Color Coding: Every track in Live now gets assigned a color out of the gate. Clips will also, by default, retain their tracks color. This improvement should ensure that sessions stay organized without the required extra clicks you’d need to color code everything yourself.
New Sounds and Instruments
Live 9.5 introduces three new Max 4 Live Synths: Poli, Bass, and Multi. Multi was designed with Push’s tweak-ability in mind while Poli is mainly designed for strings and pad sounds. Bass sounds should be pretty straightforward. Also included are new Drum Kits, samples, and presets for you to use.
Third party VST and AU plugins can be directly loaded from Push now. A folder called Plugins now appears in the Push browser, with full access to hot-swap capabilities. When working with AU plugins, hot swapping also allows you to browse the plugins presets.
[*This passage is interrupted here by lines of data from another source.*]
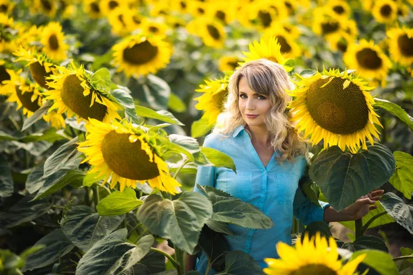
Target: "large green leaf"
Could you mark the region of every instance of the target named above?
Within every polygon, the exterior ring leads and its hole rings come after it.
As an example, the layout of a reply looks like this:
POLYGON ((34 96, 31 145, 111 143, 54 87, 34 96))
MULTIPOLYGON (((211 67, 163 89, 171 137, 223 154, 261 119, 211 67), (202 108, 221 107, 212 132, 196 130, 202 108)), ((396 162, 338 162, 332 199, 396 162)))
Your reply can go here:
POLYGON ((242 251, 229 251, 225 255, 225 270, 221 275, 264 274, 254 258, 242 251))
POLYGON ((6 155, 0 155, 0 197, 10 197, 14 190, 13 185, 13 179, 6 159, 6 155))
POLYGON ((43 166, 43 177, 47 177, 71 163, 76 163, 78 161, 78 157, 82 154, 76 149, 76 143, 78 142, 78 138, 65 143, 54 151, 45 162, 43 166))
POLYGON ((370 269, 375 270, 379 274, 399 274, 397 267, 394 264, 392 256, 383 251, 372 250, 356 251, 351 256, 350 261, 363 254, 366 254, 366 258, 362 263, 368 265, 370 269))
POLYGON ((393 153, 396 160, 396 170, 389 179, 393 187, 409 199, 413 192, 413 156, 404 152, 393 153))
POLYGON ((63 233, 76 246, 86 252, 116 229, 125 216, 100 217, 89 206, 77 206, 65 218, 62 226, 63 233))
POLYGON ((66 239, 61 229, 56 229, 49 233, 39 240, 34 245, 44 245, 44 248, 29 255, 23 272, 56 263, 74 248, 73 243, 66 239))
POLYGON ((379 201, 397 223, 413 234, 413 206, 406 204, 403 199, 392 192, 384 194, 379 201))
POLYGON ((127 230, 122 228, 97 242, 79 261, 76 274, 123 274, 145 256, 153 243, 153 237, 147 235, 134 245, 127 241, 127 230))
POLYGON ((400 118, 405 122, 412 131, 413 131, 413 118, 405 112, 400 106, 396 103, 391 102, 384 99, 374 98, 374 104, 373 108, 381 108, 391 114, 400 118))
POLYGON ((134 189, 126 188, 123 192, 115 191, 98 204, 96 210, 100 216, 126 214, 142 204, 134 189))
POLYGON ((381 186, 394 172, 394 157, 387 147, 377 143, 368 148, 353 155, 334 146, 320 153, 310 167, 310 177, 337 211, 381 186))
POLYGON ((235 164, 233 159, 226 154, 216 149, 208 147, 201 147, 201 152, 208 160, 216 167, 225 167, 237 173, 235 164))
POLYGON ((184 192, 178 199, 148 196, 138 210, 137 217, 152 234, 170 239, 187 253, 192 254, 212 206, 205 196, 184 192))
POLYGON ((45 200, 31 201, 32 196, 25 197, 6 212, 0 212, 0 226, 10 228, 32 221, 45 214, 52 204, 45 200))
POLYGON ((139 105, 136 105, 135 109, 138 116, 144 118, 154 118, 165 122, 171 123, 171 124, 184 125, 180 121, 176 119, 173 114, 167 111, 156 111, 151 109, 139 105))
POLYGON ((274 226, 270 218, 252 204, 211 186, 201 186, 197 184, 197 187, 212 203, 213 221, 256 229, 268 229, 274 226))

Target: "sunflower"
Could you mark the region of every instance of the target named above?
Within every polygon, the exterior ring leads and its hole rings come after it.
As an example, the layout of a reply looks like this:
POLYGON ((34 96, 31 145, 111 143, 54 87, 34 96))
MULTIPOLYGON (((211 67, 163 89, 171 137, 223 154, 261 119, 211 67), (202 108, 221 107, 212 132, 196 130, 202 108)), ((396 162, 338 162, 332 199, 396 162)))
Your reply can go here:
POLYGON ((57 61, 66 59, 66 52, 69 45, 64 42, 65 34, 62 26, 58 22, 50 22, 43 29, 41 42, 43 45, 42 51, 50 58, 57 61))
POLYGON ((392 0, 374 1, 372 13, 378 22, 392 23, 397 19, 397 3, 392 0))
POLYGON ((187 30, 190 34, 200 36, 207 46, 217 49, 224 47, 226 34, 224 25, 218 21, 200 17, 190 21, 187 30))
POLYGON ((45 92, 45 99, 54 102, 49 111, 57 109, 58 115, 67 111, 68 118, 76 116, 78 121, 90 118, 110 122, 120 119, 116 103, 109 99, 107 92, 94 86, 91 78, 83 65, 76 67, 72 62, 67 68, 61 66, 59 73, 49 78, 52 82, 45 92))
POLYGON ((284 67, 286 71, 290 72, 293 68, 286 65, 287 59, 284 58, 281 53, 281 45, 275 36, 265 36, 261 38, 260 43, 255 41, 253 43, 248 45, 248 52, 242 52, 242 54, 246 57, 243 58, 243 63, 240 63, 240 65, 244 63, 261 58, 266 58, 273 62, 275 62, 284 67))
POLYGON ((364 39, 359 45, 349 45, 343 60, 348 67, 357 69, 362 77, 368 79, 385 79, 392 67, 390 60, 380 47, 364 39))
POLYGON ((310 239, 306 234, 293 248, 279 242, 277 252, 280 258, 265 258, 268 267, 264 272, 270 275, 331 274, 353 275, 357 265, 366 258, 366 254, 357 256, 345 265, 339 259, 337 245, 333 237, 328 240, 319 232, 310 239))
POLYGON ((304 138, 311 134, 313 144, 324 140, 324 148, 338 145, 343 151, 347 146, 357 153, 360 142, 367 150, 366 138, 372 144, 372 136, 379 140, 375 124, 381 124, 368 91, 374 88, 362 79, 347 71, 324 69, 310 78, 301 78, 297 85, 299 88, 290 94, 296 97, 288 106, 292 120, 297 121, 298 131, 305 130, 304 138))
POLYGON ((48 89, 47 77, 51 76, 56 72, 56 62, 50 59, 43 54, 37 53, 36 51, 32 52, 30 50, 25 50, 22 46, 20 49, 13 53, 19 58, 14 60, 14 62, 24 60, 27 61, 27 66, 30 68, 32 77, 40 87, 48 89))
POLYGON ((167 163, 158 155, 155 145, 140 129, 127 122, 112 124, 91 119, 86 124, 86 140, 78 144, 78 150, 86 155, 83 162, 92 166, 88 173, 97 174, 96 179, 109 177, 110 188, 118 182, 120 191, 126 186, 136 187, 145 182, 152 188, 176 194, 181 184, 169 175, 167 163))
POLYGON ((400 64, 413 63, 413 29, 394 28, 387 32, 392 58, 400 64))
POLYGON ((130 36, 112 47, 118 72, 127 76, 155 74, 169 63, 171 46, 160 38, 130 36))
POLYGON ((209 124, 214 124, 220 113, 224 110, 225 98, 228 96, 229 78, 224 76, 220 79, 205 80, 206 85, 200 85, 196 91, 204 93, 194 100, 198 102, 195 105, 198 110, 204 111, 203 119, 208 120, 209 124))

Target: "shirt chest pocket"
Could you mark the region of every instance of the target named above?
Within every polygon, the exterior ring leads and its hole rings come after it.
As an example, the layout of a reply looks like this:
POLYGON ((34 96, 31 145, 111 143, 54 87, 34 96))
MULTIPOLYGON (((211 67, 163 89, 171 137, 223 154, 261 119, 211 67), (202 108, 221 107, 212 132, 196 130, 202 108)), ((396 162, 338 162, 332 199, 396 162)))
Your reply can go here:
POLYGON ((252 184, 252 173, 238 172, 235 174, 233 171, 225 171, 222 177, 217 179, 217 188, 244 201, 247 201, 251 197, 252 184))
POLYGON ((298 187, 297 177, 293 174, 277 174, 277 195, 275 198, 280 204, 293 204, 298 187))

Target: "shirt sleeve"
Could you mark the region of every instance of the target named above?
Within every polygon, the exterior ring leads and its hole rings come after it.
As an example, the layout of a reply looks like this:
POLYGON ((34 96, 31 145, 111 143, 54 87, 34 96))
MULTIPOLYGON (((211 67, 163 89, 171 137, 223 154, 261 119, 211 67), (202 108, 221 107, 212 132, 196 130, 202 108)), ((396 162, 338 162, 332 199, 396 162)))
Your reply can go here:
MULTIPOLYGON (((213 134, 210 134, 205 138, 204 141, 204 147, 213 148, 213 134)), ((196 184, 200 186, 209 186, 215 187, 215 179, 216 179, 216 168, 214 166, 201 166, 198 167, 198 171, 196 173, 196 179, 195 180, 195 186, 193 190, 202 193, 196 187, 196 184)))

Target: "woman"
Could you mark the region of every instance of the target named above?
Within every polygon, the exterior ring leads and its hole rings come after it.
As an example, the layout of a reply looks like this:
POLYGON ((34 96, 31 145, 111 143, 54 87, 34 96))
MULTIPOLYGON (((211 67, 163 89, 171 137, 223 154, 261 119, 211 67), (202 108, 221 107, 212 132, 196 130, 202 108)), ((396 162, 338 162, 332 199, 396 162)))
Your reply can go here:
MULTIPOLYGON (((244 64, 230 78, 225 111, 204 146, 233 158, 235 174, 223 167, 198 168, 196 183, 213 186, 253 204, 271 218, 275 226, 253 230, 230 225, 233 236, 226 236, 231 250, 248 253, 262 267, 264 258, 277 258, 275 244, 291 243, 293 215, 304 225, 313 221, 360 219, 376 206, 383 190, 359 199, 341 212, 319 201, 313 204, 298 188, 307 165, 306 144, 289 121, 286 111, 293 89, 284 68, 260 59, 244 64)), ((199 190, 195 188, 195 191, 199 190)), ((195 256, 187 257, 187 270, 195 267, 195 256)), ((201 255, 196 270, 204 274, 207 265, 201 255)), ((210 274, 214 274, 213 272, 210 274)))

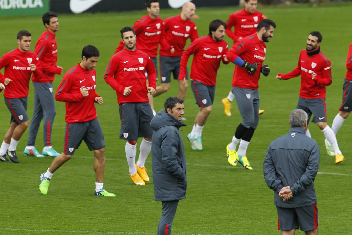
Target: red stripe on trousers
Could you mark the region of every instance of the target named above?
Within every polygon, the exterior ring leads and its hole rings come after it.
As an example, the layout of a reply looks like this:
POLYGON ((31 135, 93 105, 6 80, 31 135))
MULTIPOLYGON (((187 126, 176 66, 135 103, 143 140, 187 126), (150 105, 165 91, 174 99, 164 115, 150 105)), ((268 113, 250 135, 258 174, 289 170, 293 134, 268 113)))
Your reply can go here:
POLYGON ((350 83, 350 80, 348 80, 348 81, 347 82, 347 85, 346 85, 346 90, 345 91, 345 94, 344 94, 344 98, 342 99, 342 104, 341 104, 341 106, 340 107, 340 109, 339 110, 340 111, 341 111, 341 109, 342 108, 342 106, 344 105, 344 104, 345 103, 345 100, 346 99, 346 96, 347 95, 347 91, 348 90, 348 84, 350 83))
POLYGON ((165 225, 165 235, 168 235, 169 234, 169 224, 166 224, 165 225))
POLYGON ((316 221, 318 218, 316 217, 316 204, 314 203, 314 229, 316 229, 318 226, 316 224, 316 221))
POLYGON ((51 145, 50 144, 50 122, 48 122, 47 126, 46 127, 47 131, 46 131, 46 142, 48 144, 46 146, 50 146, 51 145))
POLYGON ((194 86, 194 90, 196 91, 196 94, 197 95, 197 97, 199 99, 199 103, 200 104, 200 106, 203 107, 203 104, 202 103, 202 101, 200 100, 200 97, 199 97, 199 95, 198 94, 198 91, 197 90, 197 87, 196 87, 196 84, 194 82, 194 80, 193 80, 193 86, 194 86))
POLYGON ((66 130, 66 136, 65 140, 65 148, 64 149, 64 153, 65 154, 66 154, 66 151, 67 150, 67 140, 68 139, 68 128, 69 125, 70 124, 67 123, 67 129, 66 130))
POLYGON ((16 118, 16 120, 17 120, 17 122, 18 122, 18 124, 19 124, 20 120, 18 120, 18 118, 17 118, 17 116, 16 115, 15 111, 13 111, 13 109, 12 109, 12 107, 11 106, 11 104, 10 103, 10 99, 8 98, 7 98, 7 102, 8 102, 8 106, 10 106, 10 109, 11 109, 11 111, 12 112, 12 113, 13 114, 13 116, 15 117, 15 118, 16 118))

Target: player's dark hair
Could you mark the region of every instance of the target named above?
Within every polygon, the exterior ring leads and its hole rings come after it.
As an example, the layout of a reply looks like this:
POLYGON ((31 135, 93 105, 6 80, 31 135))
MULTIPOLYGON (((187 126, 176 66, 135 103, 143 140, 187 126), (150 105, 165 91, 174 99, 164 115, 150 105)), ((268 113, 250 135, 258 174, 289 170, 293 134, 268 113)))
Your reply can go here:
POLYGON ((319 31, 313 31, 313 32, 311 32, 309 33, 309 35, 312 36, 315 36, 318 38, 318 42, 320 42, 323 40, 323 36, 321 35, 321 33, 319 32, 319 31))
POLYGON ((87 45, 82 49, 81 58, 82 59, 84 56, 86 60, 88 60, 91 57, 99 57, 99 50, 97 48, 91 45, 87 45))
POLYGON ((259 32, 260 29, 264 27, 267 30, 270 29, 270 26, 271 25, 274 27, 274 29, 276 27, 276 24, 274 23, 274 21, 269 19, 264 19, 262 20, 258 24, 258 27, 257 28, 257 32, 259 32))
POLYGON ((130 31, 132 31, 133 32, 133 34, 135 35, 136 35, 136 33, 134 32, 134 30, 131 27, 128 27, 128 26, 126 26, 125 27, 122 28, 121 29, 121 30, 120 31, 120 32, 121 33, 121 38, 124 38, 124 33, 125 33, 126 32, 130 32, 130 31))
POLYGON ((224 25, 224 26, 225 27, 225 29, 226 29, 226 27, 227 26, 225 22, 221 20, 216 19, 210 22, 210 24, 209 24, 209 35, 211 36, 212 32, 216 31, 219 26, 221 25, 224 25))
POLYGON ((159 1, 158 0, 145 0, 145 8, 150 8, 152 2, 159 2, 159 1))
POLYGON ((57 17, 57 15, 56 13, 53 11, 48 11, 45 12, 42 17, 42 19, 43 21, 43 24, 45 25, 45 24, 49 24, 50 22, 50 19, 53 17, 57 17))
POLYGON ((22 38, 24 36, 29 37, 31 35, 32 35, 31 34, 31 33, 29 32, 27 30, 21 30, 18 32, 18 33, 17 33, 17 39, 21 40, 22 38))
POLYGON ((164 107, 165 108, 165 112, 168 112, 166 109, 169 108, 172 109, 172 108, 176 106, 176 104, 183 104, 183 101, 180 98, 173 96, 170 96, 165 100, 164 103, 164 107))

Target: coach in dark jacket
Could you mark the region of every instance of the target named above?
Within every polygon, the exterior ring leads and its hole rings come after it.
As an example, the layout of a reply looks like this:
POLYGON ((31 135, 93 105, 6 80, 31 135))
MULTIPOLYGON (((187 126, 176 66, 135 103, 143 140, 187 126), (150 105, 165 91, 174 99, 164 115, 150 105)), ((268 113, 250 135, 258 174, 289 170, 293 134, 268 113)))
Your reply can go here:
POLYGON ((288 133, 268 148, 263 165, 264 178, 274 192, 279 229, 290 231, 298 229, 299 223, 301 230, 316 234, 318 209, 313 183, 319 168, 319 148, 305 135, 307 114, 304 111, 292 111, 290 124, 288 133))
POLYGON ((158 225, 158 234, 169 234, 178 200, 186 197, 187 188, 186 158, 179 129, 185 126, 181 120, 183 101, 169 97, 165 111, 153 118, 152 137, 153 182, 155 200, 161 201, 162 212, 158 225), (167 231, 168 233, 166 233, 167 231))

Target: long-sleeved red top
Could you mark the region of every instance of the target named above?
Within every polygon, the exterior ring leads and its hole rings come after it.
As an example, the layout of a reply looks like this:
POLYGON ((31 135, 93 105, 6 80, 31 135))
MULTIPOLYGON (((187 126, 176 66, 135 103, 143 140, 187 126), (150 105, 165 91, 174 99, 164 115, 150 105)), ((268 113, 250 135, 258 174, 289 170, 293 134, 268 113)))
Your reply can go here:
MULTIPOLYGON (((169 50, 171 49, 166 38, 163 36, 165 30, 164 22, 161 18, 157 17, 153 19, 147 15, 136 21, 132 27, 137 36, 136 48, 151 57, 155 58, 157 56, 159 43, 169 50)), ((121 40, 114 54, 122 50, 124 46, 125 43, 121 40)))
POLYGON ((61 72, 61 69, 56 66, 57 47, 55 35, 49 30, 42 33, 37 42, 34 52, 40 61, 43 74, 41 77, 33 75, 32 81, 52 82, 55 74, 59 74, 61 72))
POLYGON ((96 118, 94 99, 99 96, 95 92, 96 72, 81 67, 80 63, 66 73, 55 94, 58 101, 66 102, 66 122, 68 123, 88 122, 96 118), (88 91, 85 97, 81 88, 88 91))
POLYGON ((263 13, 260 11, 256 10, 253 13, 249 13, 244 8, 238 10, 230 15, 226 21, 227 27, 225 32, 235 43, 239 37, 244 38, 255 33, 258 23, 263 19, 263 13), (233 27, 234 27, 234 32, 231 30, 233 27))
POLYGON ((347 54, 347 58, 346 59, 346 68, 347 72, 346 72, 346 78, 348 80, 352 80, 352 43, 350 45, 348 48, 348 52, 347 54))
POLYGON ((251 64, 258 63, 259 64, 254 75, 251 74, 245 68, 235 65, 232 86, 257 89, 260 71, 266 53, 265 43, 259 40, 256 33, 247 36, 235 44, 226 55, 229 60, 233 63, 239 57, 251 64))
POLYGON ((175 51, 170 52, 170 48, 165 48, 162 44, 159 54, 162 56, 178 57, 182 55, 187 39, 193 42, 199 37, 197 26, 192 20, 184 20, 181 15, 165 19, 164 21, 165 40, 170 46, 173 46, 175 51))
POLYGON ((327 87, 332 82, 331 64, 321 51, 309 56, 306 49, 300 54, 297 67, 285 74, 279 73, 283 79, 289 79, 301 75, 300 97, 305 99, 325 98, 327 87), (313 72, 316 73, 314 80, 312 79, 313 72))
POLYGON ((181 57, 181 65, 178 79, 183 80, 186 76, 186 66, 188 58, 194 55, 192 62, 190 78, 208 86, 216 84, 216 73, 220 61, 228 64, 224 60, 223 55, 227 54, 228 46, 225 40, 216 41, 209 35, 203 36, 192 42, 183 51, 181 57))
POLYGON ((146 72, 148 73, 149 86, 155 89, 156 71, 153 61, 146 53, 139 50, 131 51, 125 48, 111 57, 104 79, 116 91, 119 105, 149 102, 146 72), (125 88, 131 86, 131 93, 124 95, 125 88))
POLYGON ((4 96, 7 98, 23 98, 28 95, 31 75, 33 73, 40 78, 42 74, 41 63, 36 54, 31 51, 22 52, 18 48, 0 59, 0 69, 4 67, 4 75, 0 73, 0 82, 4 83, 6 78, 12 80, 4 91, 4 96), (30 64, 37 66, 34 72, 31 70, 30 64))

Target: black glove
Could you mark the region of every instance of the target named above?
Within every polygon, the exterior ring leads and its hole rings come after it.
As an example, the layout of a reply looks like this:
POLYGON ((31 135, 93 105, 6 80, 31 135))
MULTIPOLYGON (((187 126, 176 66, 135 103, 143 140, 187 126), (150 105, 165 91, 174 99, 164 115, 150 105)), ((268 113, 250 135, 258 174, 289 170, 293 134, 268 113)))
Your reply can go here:
POLYGON ((270 68, 268 66, 268 64, 263 64, 263 67, 262 67, 262 73, 263 73, 263 75, 266 76, 269 75, 269 72, 270 72, 270 68))
POLYGON ((257 66, 259 64, 257 63, 255 63, 254 64, 250 64, 247 61, 244 61, 243 64, 242 64, 242 67, 247 70, 249 73, 252 75, 254 75, 257 71, 258 68, 257 66))

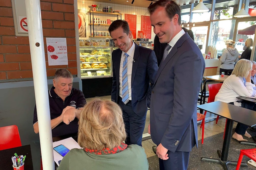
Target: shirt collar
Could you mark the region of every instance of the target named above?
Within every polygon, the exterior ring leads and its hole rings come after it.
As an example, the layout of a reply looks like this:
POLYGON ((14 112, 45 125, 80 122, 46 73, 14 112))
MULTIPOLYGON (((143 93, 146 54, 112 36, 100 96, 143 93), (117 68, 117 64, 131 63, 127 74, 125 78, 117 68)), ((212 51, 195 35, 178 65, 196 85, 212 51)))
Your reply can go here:
POLYGON ((183 30, 183 29, 181 29, 181 30, 174 36, 173 39, 169 42, 168 44, 171 46, 172 47, 173 47, 178 40, 185 34, 185 32, 184 30, 183 30))
MULTIPOLYGON (((129 55, 129 56, 132 56, 133 55, 133 54, 134 54, 134 51, 135 51, 135 44, 133 42, 132 42, 132 46, 130 48, 130 49, 129 49, 129 50, 128 50, 128 51, 127 51, 127 52, 126 53, 129 55)), ((122 51, 122 56, 123 56, 124 55, 124 54, 125 53, 124 51, 122 51)))

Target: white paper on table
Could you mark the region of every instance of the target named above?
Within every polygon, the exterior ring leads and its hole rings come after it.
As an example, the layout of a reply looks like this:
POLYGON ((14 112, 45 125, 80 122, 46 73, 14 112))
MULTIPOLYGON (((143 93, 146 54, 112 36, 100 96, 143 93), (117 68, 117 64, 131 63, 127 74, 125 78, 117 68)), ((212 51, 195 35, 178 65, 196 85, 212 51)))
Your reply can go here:
POLYGON ((252 159, 248 161, 247 162, 247 163, 249 164, 250 164, 253 166, 256 167, 256 162, 255 162, 252 159))
MULTIPOLYGON (((53 147, 56 147, 60 145, 63 145, 70 150, 74 148, 78 148, 81 149, 83 148, 80 147, 78 143, 74 140, 72 137, 70 137, 67 139, 65 139, 63 140, 61 140, 59 141, 54 142, 53 143, 53 147)), ((62 156, 59 154, 57 152, 53 150, 53 157, 54 161, 56 163, 58 166, 59 165, 58 162, 60 160, 62 160, 63 157, 62 156)))

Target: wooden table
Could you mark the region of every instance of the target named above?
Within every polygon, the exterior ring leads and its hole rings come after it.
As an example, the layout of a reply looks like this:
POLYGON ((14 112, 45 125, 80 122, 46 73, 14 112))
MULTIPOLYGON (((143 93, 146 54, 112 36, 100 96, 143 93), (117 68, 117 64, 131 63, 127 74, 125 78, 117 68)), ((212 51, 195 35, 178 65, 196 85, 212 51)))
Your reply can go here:
POLYGON ((0 150, 0 155, 1 156, 0 169, 13 170, 11 158, 14 156, 15 153, 17 153, 18 155, 26 156, 24 161, 24 169, 33 169, 33 163, 30 145, 0 150))
MULTIPOLYGON (((218 163, 222 166, 225 170, 228 169, 228 165, 236 166, 237 162, 227 160, 234 121, 251 127, 255 126, 256 126, 256 116, 254 115, 256 114, 256 111, 220 101, 199 105, 197 108, 227 119, 222 151, 221 152, 220 150, 218 150, 217 151, 219 158, 202 157, 201 158, 201 161, 218 163), (241 114, 241 113, 243 114, 241 114)), ((242 163, 241 166, 247 166, 247 165, 245 163, 242 163)))
POLYGON ((204 76, 206 79, 209 80, 211 80, 215 81, 223 82, 229 76, 224 75, 224 77, 221 77, 221 75, 215 75, 214 76, 204 76))

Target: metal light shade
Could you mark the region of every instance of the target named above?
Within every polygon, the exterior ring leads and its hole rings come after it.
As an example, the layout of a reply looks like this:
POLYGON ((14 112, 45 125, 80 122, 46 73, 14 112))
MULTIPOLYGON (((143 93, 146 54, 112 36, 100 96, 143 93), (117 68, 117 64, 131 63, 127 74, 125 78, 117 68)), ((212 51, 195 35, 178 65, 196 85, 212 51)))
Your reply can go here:
POLYGON ((209 9, 203 3, 203 0, 200 0, 199 4, 192 9, 193 12, 205 12, 209 11, 209 9))
POLYGON ((250 15, 249 14, 248 12, 246 12, 246 11, 244 9, 244 4, 242 4, 242 7, 241 8, 241 9, 237 13, 234 15, 234 17, 237 17, 238 18, 242 18, 243 17, 246 17, 249 16, 250 15))

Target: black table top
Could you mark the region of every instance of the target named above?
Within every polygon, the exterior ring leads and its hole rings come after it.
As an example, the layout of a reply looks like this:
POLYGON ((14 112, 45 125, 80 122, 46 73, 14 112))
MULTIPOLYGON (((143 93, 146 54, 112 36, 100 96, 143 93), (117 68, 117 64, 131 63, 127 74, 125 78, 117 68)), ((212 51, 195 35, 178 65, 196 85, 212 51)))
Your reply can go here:
POLYGON ((207 111, 251 127, 256 126, 256 111, 220 101, 197 106, 207 111))
POLYGON ((13 170, 12 157, 14 156, 14 153, 18 155, 26 156, 24 161, 24 169, 33 169, 33 163, 31 156, 30 145, 25 145, 0 150, 0 169, 4 170, 13 170))
POLYGON ((244 100, 248 101, 250 101, 253 103, 256 103, 256 99, 249 98, 246 97, 238 97, 236 98, 239 99, 241 99, 244 100))

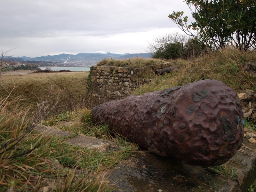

Sounds can now be previewed directly from the Push Browser as well. For example, with a Drum Rack loaded, you can click an empty pad, browse your collection of samples, and preview the audio of the samples as you scroll through the Browser menu on Push. This limitation was one of the biggest workflow issues that still required your mouse up until now. It’s great to see the new features of Live further encourage getting away from the screen.
Scale Mode changed the game when it was first introduced on Push. In essence, when enabling “In Key” mode, Push only displays notes that are in Key of whatever scale you choose. One issue that bothers a lot of producers is that the Scale info does not store into a Live Set, so once you close a session, you have to manually setup the Scale settings again. This limitation presented problems if you forgot to write it down in the first place, especially when working with more exotic and unfamiliar scales. The new update now ensures that Scale settings are saved directly into the Live Set, so that as soon as you reopen a session, Push is in key and ready to play.
Link is a technology that keeps devices in time over a wireless network, so you can forget the hassle of setting up and focus on playing music. Link will soon be available to Live users as a free update, and to the wider music-making community as a built-in feature of a growing number of iOS apps.